Paving stones, or pavers, are becoming a popular choice for outdoor areas. They date back to the Romans, and stunning examples can be seen all over the world, like in the Great Wall of China. More recently, they’re being used by home-owners for driveways and patios.
What Does Interlocking Mean?
When interlocking paving stones are installed with paver jointing sand. The jointing sand locks the pavers in place and fills in the joints completely from top to bottom. This creates friction in the joints, which dispenses the weight load over a larger area. So, when you walk on the pavers, even if your foot is only on one stone, your weight is being supported by six or seven stones.
Pavers Aren’t Rigid
Other surfaces, such as concrete or asphalt, are rigid, and can’t move as the earth below moves. This can cause cracks and chips in the surface. Pavers, however, don’t crack or chip because they are individual stones, and they can move with the ground. The jointing sand lets the stones stay flexible.
Repairs Are Easy
One of the biggest benefits of paving stones is that they’re easily repaired. A single stone can be removed and replaced. Concrete and asphalt are more complicated to repair. Damaged concrete needs to be cut out, and new concrete poured. This needs to be done by a professional, which is costly, and the new concrete is unlikely to blend in with the older concrete.

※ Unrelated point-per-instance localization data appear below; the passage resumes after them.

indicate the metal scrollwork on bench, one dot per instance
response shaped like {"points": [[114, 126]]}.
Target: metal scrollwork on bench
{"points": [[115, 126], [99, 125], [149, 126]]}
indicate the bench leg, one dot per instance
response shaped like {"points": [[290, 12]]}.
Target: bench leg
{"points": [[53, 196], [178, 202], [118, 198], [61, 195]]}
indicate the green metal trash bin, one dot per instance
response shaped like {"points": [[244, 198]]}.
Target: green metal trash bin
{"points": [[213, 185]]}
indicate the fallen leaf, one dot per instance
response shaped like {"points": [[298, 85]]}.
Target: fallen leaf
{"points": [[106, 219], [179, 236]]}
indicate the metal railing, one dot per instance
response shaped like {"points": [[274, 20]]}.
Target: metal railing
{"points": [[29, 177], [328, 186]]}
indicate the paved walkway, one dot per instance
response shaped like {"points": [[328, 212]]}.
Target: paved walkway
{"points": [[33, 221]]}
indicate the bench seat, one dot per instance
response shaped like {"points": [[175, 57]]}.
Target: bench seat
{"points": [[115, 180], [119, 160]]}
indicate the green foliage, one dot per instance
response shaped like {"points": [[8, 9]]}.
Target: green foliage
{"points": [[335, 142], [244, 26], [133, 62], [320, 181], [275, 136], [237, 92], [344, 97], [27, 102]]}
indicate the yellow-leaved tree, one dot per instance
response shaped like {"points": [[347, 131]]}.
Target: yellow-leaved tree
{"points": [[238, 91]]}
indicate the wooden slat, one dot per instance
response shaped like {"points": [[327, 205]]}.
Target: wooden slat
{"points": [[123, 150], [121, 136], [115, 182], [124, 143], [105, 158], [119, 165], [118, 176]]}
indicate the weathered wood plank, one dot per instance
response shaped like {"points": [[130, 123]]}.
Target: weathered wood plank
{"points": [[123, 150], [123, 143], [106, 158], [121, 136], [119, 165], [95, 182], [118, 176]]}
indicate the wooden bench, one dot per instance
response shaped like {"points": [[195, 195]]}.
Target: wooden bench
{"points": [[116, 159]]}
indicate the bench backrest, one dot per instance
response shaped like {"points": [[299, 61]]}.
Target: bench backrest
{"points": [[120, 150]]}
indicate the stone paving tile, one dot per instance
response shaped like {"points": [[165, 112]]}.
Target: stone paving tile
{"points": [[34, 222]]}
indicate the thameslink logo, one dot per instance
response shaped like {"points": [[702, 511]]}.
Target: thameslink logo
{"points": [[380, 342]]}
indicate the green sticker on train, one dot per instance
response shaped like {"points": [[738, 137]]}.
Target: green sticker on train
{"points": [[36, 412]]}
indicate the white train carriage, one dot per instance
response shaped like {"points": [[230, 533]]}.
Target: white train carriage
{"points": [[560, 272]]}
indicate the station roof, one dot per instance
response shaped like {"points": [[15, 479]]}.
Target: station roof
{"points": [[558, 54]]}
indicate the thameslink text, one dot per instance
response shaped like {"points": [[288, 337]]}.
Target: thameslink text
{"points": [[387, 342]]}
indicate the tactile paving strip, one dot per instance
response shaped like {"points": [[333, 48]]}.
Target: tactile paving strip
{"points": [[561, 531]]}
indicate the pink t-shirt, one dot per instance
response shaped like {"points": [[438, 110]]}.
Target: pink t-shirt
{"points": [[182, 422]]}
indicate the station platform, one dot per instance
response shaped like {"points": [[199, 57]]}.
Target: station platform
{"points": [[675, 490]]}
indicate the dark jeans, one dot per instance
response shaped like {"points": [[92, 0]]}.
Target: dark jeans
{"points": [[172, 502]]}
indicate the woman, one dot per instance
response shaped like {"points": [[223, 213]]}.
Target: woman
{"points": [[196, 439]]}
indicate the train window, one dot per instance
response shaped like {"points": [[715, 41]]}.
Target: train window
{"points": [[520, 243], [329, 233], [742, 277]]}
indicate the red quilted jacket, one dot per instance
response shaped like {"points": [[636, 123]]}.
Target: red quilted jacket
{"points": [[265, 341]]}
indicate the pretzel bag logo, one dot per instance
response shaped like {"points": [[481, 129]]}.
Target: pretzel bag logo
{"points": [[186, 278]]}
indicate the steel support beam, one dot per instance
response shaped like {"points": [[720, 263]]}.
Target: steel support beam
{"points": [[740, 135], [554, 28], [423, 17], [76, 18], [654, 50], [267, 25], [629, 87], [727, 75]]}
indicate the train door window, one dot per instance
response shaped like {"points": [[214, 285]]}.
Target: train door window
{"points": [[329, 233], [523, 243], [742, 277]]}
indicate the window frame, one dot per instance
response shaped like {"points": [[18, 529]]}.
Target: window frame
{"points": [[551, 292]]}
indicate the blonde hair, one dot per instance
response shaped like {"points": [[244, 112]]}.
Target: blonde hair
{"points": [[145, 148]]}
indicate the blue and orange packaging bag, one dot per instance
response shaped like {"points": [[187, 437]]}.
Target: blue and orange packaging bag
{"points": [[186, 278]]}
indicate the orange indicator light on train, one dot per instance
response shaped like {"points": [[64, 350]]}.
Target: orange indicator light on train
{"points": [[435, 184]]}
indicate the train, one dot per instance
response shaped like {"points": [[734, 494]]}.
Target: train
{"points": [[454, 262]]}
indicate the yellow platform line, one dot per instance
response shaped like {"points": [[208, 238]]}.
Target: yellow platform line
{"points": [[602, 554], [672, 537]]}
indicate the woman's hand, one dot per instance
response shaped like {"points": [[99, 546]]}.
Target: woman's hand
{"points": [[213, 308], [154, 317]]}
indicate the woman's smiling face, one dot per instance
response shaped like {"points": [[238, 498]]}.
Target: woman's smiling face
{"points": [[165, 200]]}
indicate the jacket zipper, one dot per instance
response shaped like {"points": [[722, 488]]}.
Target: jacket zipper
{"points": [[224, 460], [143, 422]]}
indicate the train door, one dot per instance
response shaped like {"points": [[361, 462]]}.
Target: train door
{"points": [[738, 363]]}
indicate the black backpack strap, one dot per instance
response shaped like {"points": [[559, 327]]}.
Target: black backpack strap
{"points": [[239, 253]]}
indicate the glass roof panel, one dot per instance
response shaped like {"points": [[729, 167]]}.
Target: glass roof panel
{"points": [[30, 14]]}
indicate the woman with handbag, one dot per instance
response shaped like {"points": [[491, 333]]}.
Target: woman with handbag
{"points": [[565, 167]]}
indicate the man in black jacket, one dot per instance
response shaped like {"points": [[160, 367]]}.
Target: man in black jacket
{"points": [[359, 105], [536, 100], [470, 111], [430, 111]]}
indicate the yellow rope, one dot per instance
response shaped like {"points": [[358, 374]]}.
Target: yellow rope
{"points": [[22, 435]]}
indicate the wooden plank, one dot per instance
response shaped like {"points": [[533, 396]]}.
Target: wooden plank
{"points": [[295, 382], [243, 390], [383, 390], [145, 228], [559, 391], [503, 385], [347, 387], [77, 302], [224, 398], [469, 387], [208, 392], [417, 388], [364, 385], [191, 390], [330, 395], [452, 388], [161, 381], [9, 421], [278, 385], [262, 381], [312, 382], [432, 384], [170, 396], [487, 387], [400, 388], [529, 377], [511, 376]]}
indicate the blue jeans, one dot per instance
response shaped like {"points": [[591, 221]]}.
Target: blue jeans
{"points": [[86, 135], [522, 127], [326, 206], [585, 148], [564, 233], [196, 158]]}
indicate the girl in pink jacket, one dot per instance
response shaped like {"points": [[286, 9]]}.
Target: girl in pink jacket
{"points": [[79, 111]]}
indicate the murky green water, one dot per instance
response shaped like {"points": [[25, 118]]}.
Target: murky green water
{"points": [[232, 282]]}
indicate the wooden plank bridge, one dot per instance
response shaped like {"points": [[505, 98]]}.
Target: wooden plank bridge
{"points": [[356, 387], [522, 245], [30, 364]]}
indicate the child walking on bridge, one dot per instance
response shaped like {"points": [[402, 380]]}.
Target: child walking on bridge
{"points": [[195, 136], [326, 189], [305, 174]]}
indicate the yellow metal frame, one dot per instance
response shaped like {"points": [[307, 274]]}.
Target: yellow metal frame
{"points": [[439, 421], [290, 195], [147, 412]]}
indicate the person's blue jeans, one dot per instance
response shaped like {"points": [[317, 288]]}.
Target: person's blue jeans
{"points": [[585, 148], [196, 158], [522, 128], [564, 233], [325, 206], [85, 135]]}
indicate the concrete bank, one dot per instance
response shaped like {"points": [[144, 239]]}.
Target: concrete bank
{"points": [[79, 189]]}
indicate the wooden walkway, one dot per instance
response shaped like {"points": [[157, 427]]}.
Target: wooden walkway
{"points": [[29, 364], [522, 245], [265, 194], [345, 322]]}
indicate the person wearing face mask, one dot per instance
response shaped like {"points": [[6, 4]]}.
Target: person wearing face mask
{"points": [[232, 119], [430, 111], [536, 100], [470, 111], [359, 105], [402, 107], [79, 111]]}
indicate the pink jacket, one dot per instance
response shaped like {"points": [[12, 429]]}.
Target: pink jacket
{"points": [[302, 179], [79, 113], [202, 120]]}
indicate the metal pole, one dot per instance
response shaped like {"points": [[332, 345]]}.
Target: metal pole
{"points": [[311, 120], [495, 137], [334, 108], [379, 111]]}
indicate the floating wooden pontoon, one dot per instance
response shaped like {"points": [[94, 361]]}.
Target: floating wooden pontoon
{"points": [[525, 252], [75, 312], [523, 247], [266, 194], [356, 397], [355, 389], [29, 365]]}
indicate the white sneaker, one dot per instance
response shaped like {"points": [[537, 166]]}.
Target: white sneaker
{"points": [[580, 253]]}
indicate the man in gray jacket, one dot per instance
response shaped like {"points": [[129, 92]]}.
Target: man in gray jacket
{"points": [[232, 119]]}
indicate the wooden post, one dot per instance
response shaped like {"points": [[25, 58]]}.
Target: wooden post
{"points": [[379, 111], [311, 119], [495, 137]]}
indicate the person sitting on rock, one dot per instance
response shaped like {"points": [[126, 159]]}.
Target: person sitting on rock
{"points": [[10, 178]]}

Paving Stones Have A Lower Moisture Absorption Rate
Air pockets in surfaces reduce the durability and increase the chances of cracks and damage. Air pockets increase the moisture absorption rate. Paving stones are quite dense, and the method of installation means that there’s very few, if any air pockets. It also means that they are suitable for cold and wet weather because as there’s less chance of water seeping in, the chances of expansion and cracking are also reduced.
When you’re making your decision between paver stones, asphalt or concrete, you should take into account that pavers are extremely durable, long-lasting, and absolutely beautiful.